Patient is lying supine on the bed, name three (3) high risk areas for pressure injury formation.
What are heels, sacrum, spine, elbows, scapulae, and back of head?
Name 4 factors that impede wound healing.
What is poor nutrition, poor blood supply, wound care, chronic conditions, age, medications, and smoking?
This ostomy diverts stool from the ileum.
What is an Ileostomy?
This intervention should be done every 2 hours to prevent pressure injuries and is a deligatable task.
(DAILY DOUBLE!!)
What is repositioning/turning?
This communication framework is used in the healthcare field to maintain effective communication through shift / hand off.
What is SBAR?
Identify this pressure injury

What is Stage 3 Pressure Injury?
Name 3 common wound drains.
(DAILY DOUBLE!!)
What is a penrose drain, JP drain, and Hemovac?
Woundvac works too!
Name three (3) purposes of ostomies
What is diversion of bodily waste, management of chronic diseases, and temporary or permanent bypass.
After emptying a JP drain, the nurse must do this to maintain suction.
What is compress the bulb?
These three measurements must always be documented for wounds.
What are length, width, and depth in centimeters?

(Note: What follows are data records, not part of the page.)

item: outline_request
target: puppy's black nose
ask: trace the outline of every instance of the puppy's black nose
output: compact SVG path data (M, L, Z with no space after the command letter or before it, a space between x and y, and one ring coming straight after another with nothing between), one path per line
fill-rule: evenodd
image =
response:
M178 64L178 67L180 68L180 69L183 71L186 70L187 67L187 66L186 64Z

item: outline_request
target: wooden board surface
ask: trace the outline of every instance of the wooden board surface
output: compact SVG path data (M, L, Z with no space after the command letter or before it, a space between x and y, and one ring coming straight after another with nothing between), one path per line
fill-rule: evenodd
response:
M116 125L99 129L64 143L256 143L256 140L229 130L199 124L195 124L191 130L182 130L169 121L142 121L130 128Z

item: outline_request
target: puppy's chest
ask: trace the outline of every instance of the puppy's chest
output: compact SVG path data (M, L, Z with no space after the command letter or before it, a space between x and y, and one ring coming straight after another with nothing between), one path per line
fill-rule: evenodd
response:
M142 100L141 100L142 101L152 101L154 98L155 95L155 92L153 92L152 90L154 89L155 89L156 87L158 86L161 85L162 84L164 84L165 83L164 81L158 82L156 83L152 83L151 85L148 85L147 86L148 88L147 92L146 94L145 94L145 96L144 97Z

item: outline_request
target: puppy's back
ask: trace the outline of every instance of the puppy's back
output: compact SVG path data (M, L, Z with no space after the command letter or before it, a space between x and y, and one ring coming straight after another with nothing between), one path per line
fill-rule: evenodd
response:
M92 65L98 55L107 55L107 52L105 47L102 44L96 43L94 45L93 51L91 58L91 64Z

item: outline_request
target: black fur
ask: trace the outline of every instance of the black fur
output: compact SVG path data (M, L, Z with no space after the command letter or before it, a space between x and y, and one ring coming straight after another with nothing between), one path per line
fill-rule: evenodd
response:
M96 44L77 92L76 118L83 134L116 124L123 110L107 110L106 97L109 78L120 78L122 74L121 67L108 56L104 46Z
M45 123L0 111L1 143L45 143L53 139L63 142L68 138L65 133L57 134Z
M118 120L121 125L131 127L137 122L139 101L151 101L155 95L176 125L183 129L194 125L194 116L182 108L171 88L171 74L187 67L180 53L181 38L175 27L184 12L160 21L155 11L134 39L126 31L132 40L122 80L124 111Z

Name three (3) risk factors for pressure injury formation in older adults
What is impaired sensory perception, impaired mobility, alteration of LOCs, shear and friction, pressure duration and tissue tolerance, aging, hydration status, low BP, poor nutrition, systemic factors, medical devices, chronic conditions, age related changes, moisture, and incontinence?
Describe the main difference between primary and secondary intention wound healing.
What is "Primary intention is where wound edges are clean and directly approximated through surgical incisions AND secondary intention is where wounds are left open to heal naturally"?
A healthy stoma should appear this color and texture.
What is pink/red and moist?
Name 3 assessments for a patient with impaired skin integrity.
What is patient history, wound assessment, circulation and sensation, risk assessment, nutritional assessment, infection assessment, and psycho-social assessment?
This type of drainage is thick, yellow, green, tan, or brown.
(DAILY DOUBLE!!)
What is Purulent?
(NOT PUS)
Identify this pressure injury
(DAILY DOUBLE!!)
What is a Deep Tissue Injury?
New tissue formation involving collagen, deposition, and angiogenesis.
What is the Proliferative phase of normal wound healing?
This is the priority complication to monitor in ileostomy patients.
What is dehydration/electrolyte imbalance?
Describe how you would prep a patient with impaired skin integrity for a physical exam. Name at least 3 methods.
What is gathering subjective/objective data, building patient rapport, asking permission, maintaining patient modesty, asking patient if they want to see the assessment area, asking the patient to remove all clothing and jewelry, ensuring privacy, maintaining comfortable room temperature, explaining the assessments and answering any questions, and be aware of possible cultural concerns?
It is critical to do an initial skin assessment for new patients, documenting both abnormal and normal findings, because it is...
What is establishing a baseline?
The Braden Scale measures... (name four)
What is moisture, sensory perception, activity, mobility, nutrition, friction, and shear?
Name 3 factors that promote wound healing. Be specific.
What is adequate protein, vitamins A and C, zinc, good circulation, clean moist wound environment, absence of chronic diseases, younger age, healthy immune function, few to no interferences from medications, and non-smoker?
Name a key precaution for urostomies.
(DAILY DOUBLE!!)
What is infection monitoring due to the presence of urine?
Name 3 age-friendly considerations for a patient with impaired skin integrity.
What is decreased perspiration, decreased flexibility and mobility, INCREASED RISK FOR PRESSURE INJURIES, AGE-RELATED SKIN LESIONS, dry and pale skin, and decreased skin turgor?
Part of the assessment of a patient with impaired integrity is assessing for infection processes, name one (1) local sign and one (1) systemic sign you would monitor and document..
What is local signs: erythema, swelling, discharge, odor and systemic signs: fever, elevated WBCs, and sepsis indicators?